Please don't misunderstand.  I adore my children and the years I got to spend at home raising my two youngest boys were some of the most precious of my life.  I wouldn't trade them for anything.  I'm just tired now . . . I'm just tired.  I look up from mopping the floor or cleaning the latest bout of my seven-year old's "creativity" off the kitchen table to see other women my age getting ready to go on a cruise or engage in some other activity that includes no children and complete freedom (from my perspective anyway).  I envy them.  I'll just be brutally honest, I envy them their freedom.  There's some irony here though because some of them envy me.  I have friends who are widows, friends whose children are grown and living in other parts of the country, and they're lonely.  They miss the noise and the chaos of a house full of children.  From where I sit right now, that's hard to imagine, yet there it is.  Listening to those friends reminds me of what I know in my head.  One day they will all be gone and it will just be me and my husband (The Good Lord willing) . . . and we're gonna enjoy every minute of it!!!

Until then, I'm going to do my best to cherish these young people The Lord has blessed me with the privilege of raising.  I'm going to pray for His strength and cast my cares on Him.  And when I have a meltdown, I'm going to call my bestie and listen to truth.  The truth that God is in control and I am right when and where I am supposed to be for His divine purposes.  Amen!

T.A.M.  :-)

Here I Am

Hi!  I always struggle with what to say when introducing myself.  It seems there is just too much to tell for a short "introductory" paragraph and summarizing myself seems to be an elusive talent.  I guess I'll start with what's most pertinent to this blog and let the rest unfold as it will.

I am 54-years old and have been a full-time mom with kids in my house for almost 34 years . . . running.  My oldest will be 34 in January and my youngest is 7.  Granted, my youngest is actually a grandchild we adopted (I'll be sharing more about her later) and that doesn't change my mommy status one bit because for all intents and purposes (as well as legally) I am her mom.  I currently have at home; a college junior, a high school senior, and a second grader who I am home schooling.  Also, a husband, two cats, and two hamsters.  Did I mention I'm 54-years old?  My oldest grandchild is a freshman in high school and my youngest grandchild just started kindergarten.  We are . . . an American family (quote from "You've Got Mail") and I should rightfully be an empty-nester by now.
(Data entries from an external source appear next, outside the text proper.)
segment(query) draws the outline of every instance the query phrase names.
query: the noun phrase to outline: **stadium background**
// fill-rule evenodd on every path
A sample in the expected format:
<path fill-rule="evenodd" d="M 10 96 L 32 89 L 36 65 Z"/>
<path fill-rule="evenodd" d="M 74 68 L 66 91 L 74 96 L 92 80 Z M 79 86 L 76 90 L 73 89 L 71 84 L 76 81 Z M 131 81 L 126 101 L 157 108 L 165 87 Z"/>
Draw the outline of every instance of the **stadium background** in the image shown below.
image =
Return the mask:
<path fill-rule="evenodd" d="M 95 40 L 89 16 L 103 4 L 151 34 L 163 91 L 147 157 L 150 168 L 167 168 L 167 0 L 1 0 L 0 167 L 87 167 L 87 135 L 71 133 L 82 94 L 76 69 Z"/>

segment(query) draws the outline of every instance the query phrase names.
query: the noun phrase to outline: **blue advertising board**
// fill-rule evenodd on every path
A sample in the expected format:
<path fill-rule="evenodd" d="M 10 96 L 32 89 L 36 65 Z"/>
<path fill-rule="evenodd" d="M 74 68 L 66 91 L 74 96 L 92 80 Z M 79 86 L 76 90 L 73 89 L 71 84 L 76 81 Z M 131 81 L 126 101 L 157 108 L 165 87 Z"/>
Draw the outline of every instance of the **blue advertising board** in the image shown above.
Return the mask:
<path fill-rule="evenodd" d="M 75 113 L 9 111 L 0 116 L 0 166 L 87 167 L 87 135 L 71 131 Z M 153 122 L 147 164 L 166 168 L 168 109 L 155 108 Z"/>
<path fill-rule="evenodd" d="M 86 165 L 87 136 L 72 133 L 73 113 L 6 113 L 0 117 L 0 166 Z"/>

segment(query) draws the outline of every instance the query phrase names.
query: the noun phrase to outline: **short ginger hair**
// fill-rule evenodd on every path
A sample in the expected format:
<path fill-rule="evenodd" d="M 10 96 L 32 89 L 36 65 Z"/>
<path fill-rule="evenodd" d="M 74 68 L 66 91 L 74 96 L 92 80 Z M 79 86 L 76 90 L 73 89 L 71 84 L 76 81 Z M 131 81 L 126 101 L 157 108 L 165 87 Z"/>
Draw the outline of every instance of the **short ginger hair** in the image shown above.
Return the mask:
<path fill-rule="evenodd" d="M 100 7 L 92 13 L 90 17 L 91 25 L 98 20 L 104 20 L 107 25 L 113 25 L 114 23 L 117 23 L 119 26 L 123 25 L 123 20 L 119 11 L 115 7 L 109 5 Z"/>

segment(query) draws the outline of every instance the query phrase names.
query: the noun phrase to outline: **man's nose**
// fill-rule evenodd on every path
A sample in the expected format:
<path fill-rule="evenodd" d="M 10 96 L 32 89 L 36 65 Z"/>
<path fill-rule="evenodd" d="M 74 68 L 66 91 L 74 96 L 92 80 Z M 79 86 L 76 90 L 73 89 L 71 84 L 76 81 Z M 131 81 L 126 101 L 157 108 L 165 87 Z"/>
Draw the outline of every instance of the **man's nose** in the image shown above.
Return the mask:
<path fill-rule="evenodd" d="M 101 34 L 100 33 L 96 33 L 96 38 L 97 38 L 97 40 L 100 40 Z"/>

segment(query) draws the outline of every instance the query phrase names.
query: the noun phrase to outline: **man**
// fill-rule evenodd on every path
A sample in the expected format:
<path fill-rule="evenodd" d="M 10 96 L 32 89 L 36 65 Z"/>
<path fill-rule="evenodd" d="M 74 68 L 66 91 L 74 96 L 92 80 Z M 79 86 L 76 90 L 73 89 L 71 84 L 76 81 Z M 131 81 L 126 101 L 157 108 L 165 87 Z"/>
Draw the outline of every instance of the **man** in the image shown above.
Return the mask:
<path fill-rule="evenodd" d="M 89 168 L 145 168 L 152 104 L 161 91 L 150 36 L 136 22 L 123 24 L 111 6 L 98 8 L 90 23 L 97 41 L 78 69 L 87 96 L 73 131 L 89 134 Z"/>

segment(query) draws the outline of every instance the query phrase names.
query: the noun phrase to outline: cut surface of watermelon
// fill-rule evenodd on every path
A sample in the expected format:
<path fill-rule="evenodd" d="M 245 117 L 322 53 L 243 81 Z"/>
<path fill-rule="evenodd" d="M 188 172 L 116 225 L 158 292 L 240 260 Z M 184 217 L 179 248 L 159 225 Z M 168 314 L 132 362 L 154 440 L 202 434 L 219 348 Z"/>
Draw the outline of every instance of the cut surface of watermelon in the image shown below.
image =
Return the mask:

However, I am not.

There are several reasons I have for starting this blog:

  1. To share and relate with any other moms who may be in a season of life similar to mine . . . two or more seasons at once!
  2. To vent my frustrations, which are numerous on some days, and to share the joys and wisdom that come with my age and current life situation.
  3. To satisfy my need to write and express myself.


If anyone out there catches this and is able to relate, please comment and share with me your unique brand of wisdom and life experiences.  Sometimes just knowing that we're not alone can lighten the load.